Specialists at Schneider Children’s removed a needle from the stomach lining of a 17-year-old girl this week. The girl was referred to the Emergency Medicine Department (ER) at Schneider after she had swallowed a pin that she was holding between her teeth while organizing a hair covering (Hijab) and was alarmed by an insect she saw on the wall. An x-ray image of her abdomen showed the pin with a rounded head in the lining of the youngster’s stomach. The presence of a needle in the stomach could have led to hemorrhaging, infection and other complications.
The girl was transferred for emergency attention to the Institute of Gastroenterology, Nutrition and Liver Diseases at Schneider, headed by Prof. Raanan Shamir. A gastroscopy was performed while the girl was under general anesthetic by Dr. Noam Zevit, senior physician in the Gastroenterology Institute, with Dr. Eli Simhi, senior anesthetist and Director of the Surgical Recovery Unit at Schneider, aided by nurse Chava Fleishacker. The needle was found deeply imbedded in the stomach lining at the duodenal cap. The needle was carefully extracted using a loop and special forceps via the esophagus and throat. The girl recovered quickly and was discharged in good health.

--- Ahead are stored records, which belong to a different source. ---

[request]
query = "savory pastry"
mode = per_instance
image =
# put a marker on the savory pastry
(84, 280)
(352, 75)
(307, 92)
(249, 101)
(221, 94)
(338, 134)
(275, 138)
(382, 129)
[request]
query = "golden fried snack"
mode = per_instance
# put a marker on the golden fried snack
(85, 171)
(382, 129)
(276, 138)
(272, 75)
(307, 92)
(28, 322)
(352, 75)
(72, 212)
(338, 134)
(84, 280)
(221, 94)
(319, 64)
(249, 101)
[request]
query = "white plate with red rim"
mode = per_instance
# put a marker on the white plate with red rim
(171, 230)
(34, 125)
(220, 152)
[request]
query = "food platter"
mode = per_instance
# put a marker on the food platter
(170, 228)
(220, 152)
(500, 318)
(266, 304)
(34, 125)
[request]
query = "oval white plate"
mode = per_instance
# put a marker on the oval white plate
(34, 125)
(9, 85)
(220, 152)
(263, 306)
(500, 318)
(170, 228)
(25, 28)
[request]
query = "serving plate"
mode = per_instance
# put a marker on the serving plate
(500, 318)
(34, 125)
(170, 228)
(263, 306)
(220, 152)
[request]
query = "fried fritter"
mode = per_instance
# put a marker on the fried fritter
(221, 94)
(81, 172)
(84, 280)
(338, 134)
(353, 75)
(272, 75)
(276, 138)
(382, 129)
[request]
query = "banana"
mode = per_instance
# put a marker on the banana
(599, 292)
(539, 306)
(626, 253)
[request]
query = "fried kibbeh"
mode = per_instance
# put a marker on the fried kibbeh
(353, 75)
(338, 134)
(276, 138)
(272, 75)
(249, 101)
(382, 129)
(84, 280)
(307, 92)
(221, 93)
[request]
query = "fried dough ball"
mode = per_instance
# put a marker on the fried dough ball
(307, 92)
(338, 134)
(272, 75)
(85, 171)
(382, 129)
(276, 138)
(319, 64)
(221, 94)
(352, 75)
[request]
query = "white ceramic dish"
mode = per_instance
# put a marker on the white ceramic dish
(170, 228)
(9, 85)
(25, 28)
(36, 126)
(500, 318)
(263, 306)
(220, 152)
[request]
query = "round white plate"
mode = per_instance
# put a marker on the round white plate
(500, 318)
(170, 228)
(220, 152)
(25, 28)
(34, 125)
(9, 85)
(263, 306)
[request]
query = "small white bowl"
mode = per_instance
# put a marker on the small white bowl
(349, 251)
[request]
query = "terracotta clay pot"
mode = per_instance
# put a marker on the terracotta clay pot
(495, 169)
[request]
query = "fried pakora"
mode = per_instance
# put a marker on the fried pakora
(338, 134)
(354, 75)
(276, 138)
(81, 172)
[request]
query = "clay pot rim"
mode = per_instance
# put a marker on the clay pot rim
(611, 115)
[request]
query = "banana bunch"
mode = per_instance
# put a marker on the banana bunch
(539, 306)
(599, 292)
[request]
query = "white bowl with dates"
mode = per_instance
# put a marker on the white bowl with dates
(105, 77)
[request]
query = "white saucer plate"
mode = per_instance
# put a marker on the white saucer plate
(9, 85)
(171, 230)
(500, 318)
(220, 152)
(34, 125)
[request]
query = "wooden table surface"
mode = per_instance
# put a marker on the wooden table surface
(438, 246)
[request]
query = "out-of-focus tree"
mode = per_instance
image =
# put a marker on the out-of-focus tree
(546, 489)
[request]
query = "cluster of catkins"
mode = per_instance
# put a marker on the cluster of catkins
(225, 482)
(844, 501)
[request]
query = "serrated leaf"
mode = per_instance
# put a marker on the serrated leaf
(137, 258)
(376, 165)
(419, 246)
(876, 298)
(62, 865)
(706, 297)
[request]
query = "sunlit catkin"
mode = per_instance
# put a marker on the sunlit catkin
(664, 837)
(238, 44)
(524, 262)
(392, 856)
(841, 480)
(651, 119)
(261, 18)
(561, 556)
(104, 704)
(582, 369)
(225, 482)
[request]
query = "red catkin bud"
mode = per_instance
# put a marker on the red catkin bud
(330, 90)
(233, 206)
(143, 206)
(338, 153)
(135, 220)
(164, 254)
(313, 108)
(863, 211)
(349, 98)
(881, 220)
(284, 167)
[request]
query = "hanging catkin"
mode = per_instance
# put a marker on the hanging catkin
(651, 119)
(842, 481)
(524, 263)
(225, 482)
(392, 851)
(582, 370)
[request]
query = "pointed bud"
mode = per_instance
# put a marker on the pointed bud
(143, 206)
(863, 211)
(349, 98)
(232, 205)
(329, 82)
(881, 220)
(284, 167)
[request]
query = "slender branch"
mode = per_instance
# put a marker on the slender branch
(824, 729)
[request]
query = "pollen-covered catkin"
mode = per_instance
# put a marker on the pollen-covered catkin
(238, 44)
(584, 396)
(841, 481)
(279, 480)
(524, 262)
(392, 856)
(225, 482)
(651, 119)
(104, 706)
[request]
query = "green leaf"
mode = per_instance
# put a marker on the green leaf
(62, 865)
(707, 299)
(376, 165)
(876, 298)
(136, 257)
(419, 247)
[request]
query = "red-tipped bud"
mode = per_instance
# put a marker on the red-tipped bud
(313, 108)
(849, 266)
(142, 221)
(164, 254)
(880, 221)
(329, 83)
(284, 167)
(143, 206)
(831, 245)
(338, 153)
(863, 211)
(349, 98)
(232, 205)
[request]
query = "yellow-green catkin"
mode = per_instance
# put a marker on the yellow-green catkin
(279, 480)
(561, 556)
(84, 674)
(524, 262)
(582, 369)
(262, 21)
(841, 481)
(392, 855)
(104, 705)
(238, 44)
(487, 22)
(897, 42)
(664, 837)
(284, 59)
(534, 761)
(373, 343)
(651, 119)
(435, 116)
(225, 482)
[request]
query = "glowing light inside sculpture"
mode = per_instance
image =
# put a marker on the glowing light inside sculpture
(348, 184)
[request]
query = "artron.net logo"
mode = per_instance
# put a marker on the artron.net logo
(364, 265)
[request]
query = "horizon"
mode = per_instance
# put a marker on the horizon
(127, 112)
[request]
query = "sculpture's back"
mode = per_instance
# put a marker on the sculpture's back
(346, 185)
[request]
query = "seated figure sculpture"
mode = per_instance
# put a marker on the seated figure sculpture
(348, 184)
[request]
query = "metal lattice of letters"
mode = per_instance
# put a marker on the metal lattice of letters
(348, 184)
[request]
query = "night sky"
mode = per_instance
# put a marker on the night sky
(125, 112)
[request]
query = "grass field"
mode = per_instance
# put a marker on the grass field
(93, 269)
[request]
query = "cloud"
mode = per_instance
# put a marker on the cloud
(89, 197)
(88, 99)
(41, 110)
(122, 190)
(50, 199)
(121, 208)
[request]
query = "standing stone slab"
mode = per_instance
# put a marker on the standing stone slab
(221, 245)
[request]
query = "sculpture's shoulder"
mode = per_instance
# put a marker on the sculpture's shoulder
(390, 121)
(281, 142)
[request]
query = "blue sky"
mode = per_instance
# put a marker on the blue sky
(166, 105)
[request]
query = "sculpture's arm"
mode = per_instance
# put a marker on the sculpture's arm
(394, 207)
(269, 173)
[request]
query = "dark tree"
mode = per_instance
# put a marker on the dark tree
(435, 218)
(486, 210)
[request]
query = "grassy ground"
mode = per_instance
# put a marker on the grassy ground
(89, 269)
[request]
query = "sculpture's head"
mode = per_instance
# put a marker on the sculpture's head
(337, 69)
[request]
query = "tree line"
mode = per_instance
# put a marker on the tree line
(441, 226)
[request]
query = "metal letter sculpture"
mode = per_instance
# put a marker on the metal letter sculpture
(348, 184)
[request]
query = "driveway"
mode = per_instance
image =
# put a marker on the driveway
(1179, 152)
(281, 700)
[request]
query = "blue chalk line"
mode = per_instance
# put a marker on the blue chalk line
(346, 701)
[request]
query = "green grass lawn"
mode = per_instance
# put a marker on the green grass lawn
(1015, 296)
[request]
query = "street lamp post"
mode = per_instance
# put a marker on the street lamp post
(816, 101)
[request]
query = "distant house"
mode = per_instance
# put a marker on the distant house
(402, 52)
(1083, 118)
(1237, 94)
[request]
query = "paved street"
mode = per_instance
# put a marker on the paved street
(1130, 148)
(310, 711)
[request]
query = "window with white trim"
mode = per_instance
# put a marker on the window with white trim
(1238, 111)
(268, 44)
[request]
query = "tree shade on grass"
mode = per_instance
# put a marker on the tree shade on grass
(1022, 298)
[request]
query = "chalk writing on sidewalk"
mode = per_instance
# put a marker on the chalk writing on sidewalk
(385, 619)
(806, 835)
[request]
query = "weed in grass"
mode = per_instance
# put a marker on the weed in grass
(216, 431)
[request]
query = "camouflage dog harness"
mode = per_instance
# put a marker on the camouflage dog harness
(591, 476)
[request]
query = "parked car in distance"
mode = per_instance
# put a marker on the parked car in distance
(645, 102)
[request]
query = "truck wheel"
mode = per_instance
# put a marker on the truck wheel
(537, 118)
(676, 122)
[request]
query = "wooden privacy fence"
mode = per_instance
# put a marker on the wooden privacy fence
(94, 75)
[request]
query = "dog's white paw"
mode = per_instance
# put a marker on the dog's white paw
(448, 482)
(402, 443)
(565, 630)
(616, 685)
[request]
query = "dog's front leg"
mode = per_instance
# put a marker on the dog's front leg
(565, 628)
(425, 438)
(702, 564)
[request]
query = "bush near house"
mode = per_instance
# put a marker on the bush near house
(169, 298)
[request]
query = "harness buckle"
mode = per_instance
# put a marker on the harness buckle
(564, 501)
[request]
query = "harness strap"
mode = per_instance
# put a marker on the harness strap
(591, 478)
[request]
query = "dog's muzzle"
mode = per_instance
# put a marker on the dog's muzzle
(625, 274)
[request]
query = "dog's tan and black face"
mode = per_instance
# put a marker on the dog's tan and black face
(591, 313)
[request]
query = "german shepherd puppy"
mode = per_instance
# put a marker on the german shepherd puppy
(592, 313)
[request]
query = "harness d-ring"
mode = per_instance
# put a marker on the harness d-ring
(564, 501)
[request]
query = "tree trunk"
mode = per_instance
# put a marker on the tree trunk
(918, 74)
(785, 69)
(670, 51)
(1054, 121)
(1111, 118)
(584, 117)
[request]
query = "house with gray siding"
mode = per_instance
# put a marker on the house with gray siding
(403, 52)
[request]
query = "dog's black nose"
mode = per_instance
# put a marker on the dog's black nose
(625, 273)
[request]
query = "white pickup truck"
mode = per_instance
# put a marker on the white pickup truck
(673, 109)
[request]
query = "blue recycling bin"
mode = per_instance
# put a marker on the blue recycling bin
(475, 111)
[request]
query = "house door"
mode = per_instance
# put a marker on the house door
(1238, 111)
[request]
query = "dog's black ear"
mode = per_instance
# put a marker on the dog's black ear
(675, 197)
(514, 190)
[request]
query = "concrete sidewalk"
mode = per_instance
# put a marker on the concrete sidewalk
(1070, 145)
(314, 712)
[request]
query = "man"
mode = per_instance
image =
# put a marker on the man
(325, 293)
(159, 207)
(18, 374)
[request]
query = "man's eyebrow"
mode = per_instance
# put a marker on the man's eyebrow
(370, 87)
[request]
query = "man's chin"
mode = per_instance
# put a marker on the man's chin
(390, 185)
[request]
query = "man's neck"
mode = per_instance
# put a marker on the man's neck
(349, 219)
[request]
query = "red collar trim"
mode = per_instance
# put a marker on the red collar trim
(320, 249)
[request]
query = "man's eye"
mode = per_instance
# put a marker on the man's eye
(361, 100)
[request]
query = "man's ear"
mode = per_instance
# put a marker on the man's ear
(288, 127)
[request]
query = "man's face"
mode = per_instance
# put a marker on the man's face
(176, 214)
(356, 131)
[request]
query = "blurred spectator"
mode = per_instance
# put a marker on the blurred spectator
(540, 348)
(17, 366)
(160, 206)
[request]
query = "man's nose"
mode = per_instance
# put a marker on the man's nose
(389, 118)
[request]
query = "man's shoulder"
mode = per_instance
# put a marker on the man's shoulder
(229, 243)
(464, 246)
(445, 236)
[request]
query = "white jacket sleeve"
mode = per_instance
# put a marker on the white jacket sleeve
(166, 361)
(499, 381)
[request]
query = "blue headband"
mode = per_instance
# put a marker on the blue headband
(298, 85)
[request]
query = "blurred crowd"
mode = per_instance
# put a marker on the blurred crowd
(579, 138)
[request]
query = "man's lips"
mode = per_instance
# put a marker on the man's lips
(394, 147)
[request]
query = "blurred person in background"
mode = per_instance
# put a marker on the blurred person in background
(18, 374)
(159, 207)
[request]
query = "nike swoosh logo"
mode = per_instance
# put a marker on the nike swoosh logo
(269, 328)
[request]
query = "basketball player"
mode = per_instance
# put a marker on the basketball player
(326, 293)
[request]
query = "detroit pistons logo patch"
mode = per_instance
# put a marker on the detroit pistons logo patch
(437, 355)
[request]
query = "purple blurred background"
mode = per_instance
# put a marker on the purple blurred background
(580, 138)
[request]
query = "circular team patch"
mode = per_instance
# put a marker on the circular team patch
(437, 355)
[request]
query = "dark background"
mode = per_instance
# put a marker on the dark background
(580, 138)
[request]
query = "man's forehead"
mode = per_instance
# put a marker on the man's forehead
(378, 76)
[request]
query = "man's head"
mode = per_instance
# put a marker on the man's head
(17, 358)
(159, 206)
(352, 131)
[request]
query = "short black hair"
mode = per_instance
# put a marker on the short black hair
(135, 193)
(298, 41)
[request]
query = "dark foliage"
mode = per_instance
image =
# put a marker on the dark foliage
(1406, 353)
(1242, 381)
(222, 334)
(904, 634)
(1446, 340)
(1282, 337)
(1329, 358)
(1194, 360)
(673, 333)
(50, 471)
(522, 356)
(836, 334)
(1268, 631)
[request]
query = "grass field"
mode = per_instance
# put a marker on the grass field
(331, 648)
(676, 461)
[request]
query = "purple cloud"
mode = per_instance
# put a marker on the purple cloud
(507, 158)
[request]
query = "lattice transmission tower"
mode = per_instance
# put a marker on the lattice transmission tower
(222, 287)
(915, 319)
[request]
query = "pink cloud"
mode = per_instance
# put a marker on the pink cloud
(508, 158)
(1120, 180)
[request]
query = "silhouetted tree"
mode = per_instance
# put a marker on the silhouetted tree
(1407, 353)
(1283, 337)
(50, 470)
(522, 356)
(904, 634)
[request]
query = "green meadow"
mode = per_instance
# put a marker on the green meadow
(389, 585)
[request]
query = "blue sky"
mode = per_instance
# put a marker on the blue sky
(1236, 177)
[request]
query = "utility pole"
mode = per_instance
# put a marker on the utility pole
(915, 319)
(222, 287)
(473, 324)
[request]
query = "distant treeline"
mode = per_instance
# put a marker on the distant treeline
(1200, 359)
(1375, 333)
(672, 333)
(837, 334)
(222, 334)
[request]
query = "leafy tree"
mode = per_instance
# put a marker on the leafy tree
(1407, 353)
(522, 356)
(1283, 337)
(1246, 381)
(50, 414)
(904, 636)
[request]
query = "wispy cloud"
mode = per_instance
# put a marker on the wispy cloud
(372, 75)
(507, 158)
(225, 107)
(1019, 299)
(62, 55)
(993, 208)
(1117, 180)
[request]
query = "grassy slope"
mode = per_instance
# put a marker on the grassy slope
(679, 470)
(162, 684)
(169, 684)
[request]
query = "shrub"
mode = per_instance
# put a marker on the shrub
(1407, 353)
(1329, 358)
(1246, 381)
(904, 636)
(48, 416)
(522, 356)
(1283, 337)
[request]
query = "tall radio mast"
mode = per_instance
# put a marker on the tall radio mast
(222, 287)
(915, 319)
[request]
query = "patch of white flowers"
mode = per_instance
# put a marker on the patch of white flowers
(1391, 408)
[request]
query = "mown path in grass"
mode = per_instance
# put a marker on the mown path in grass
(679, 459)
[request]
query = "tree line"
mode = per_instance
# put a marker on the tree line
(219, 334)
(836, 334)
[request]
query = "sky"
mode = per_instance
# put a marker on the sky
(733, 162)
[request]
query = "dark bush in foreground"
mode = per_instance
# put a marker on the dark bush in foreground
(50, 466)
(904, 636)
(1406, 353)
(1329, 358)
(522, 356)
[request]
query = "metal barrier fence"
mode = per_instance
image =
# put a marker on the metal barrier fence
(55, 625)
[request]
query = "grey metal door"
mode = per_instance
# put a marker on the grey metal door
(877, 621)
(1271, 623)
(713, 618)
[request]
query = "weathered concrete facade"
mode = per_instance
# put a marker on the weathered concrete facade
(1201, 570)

According to Dr. Noam Zevit, senior physician in the Gastroenterology Institute at Schneider, “the incidence of swallowing Hijab pins and needles is common when girls and women hold them between their teeth while covering their heads. While most of the needles pass through the digestive system without complications, sometimes swallowed pins cause pain, hemorrhaging and infection.”